Nuorese, 67 anni, da anni trapiantato a Sassari, era andato in pensione nel 2015 ma non aveva mai lasciato la scrittura e aveva continuato a coltivare la passione per la professione giornalistica, rendendosi autore anche di recente di attualissime riletture, sempre sulle pagine della Nuova Sardegna, degli eventi che durante la sua lunghissima carriera hanno attraversato l’Isola e ne hanno modificato l’identità, compresa quella criminale.
Impegnato nel sindacato, dal 1988 al 1992 è stato presidente dell’Associazione della Stampa sarda. Dall’inizio dell’anno le sue condizioni di salute erano state messe a dura prova dal Covid-19, ma dopo il ricovero e la fase sintomatica più critica sembrava essersi ristabilito. Nelle ultime ore il quadro clinico è precipitato a causa di ulteriori complicazioni. Persona sobria e garbata, misurata e sensibile, lascia un grande vuoto in chiunque l’abbia conosciuto personalmente o anche solo potuto apprezzare professionalmente. Piero Mannironi lascia la moglie Daniela Scano, caporedattrice della Nuova Sardegna e tre figli: Bianca, Antonio e Claudia.
Da LA NUOVA di oggi
Scrive Paolo Merlini “Con Piero Mannironi il giornalismo sardo ha perso una figura di un’umanità profonda quanto rara in questo mestiere. Se si è una buona persona si può tentare di capire gli altri, le loro intenzioni, la loro fede, i loro interessi, le loro difficoltà, le loro tragedie.
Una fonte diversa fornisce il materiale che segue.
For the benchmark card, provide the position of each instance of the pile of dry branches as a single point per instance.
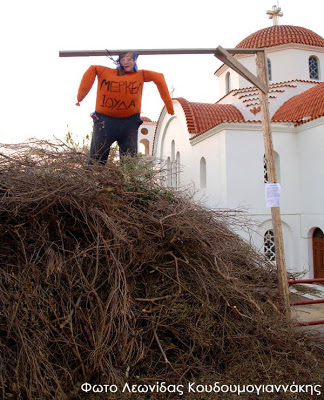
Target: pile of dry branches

Piero ha raccontato questa terra, i suoi valori e le sue contraddizioni con una legge morale dentro di sé: la convinzione profonda che fare il giornalista non sia solo far parte di un’impresa editoriale e dare notizie con onestà e dovizia di particolari, ma essere partecipi di un processo di cambiamento, diventare parte attiva di un progresso sociale”.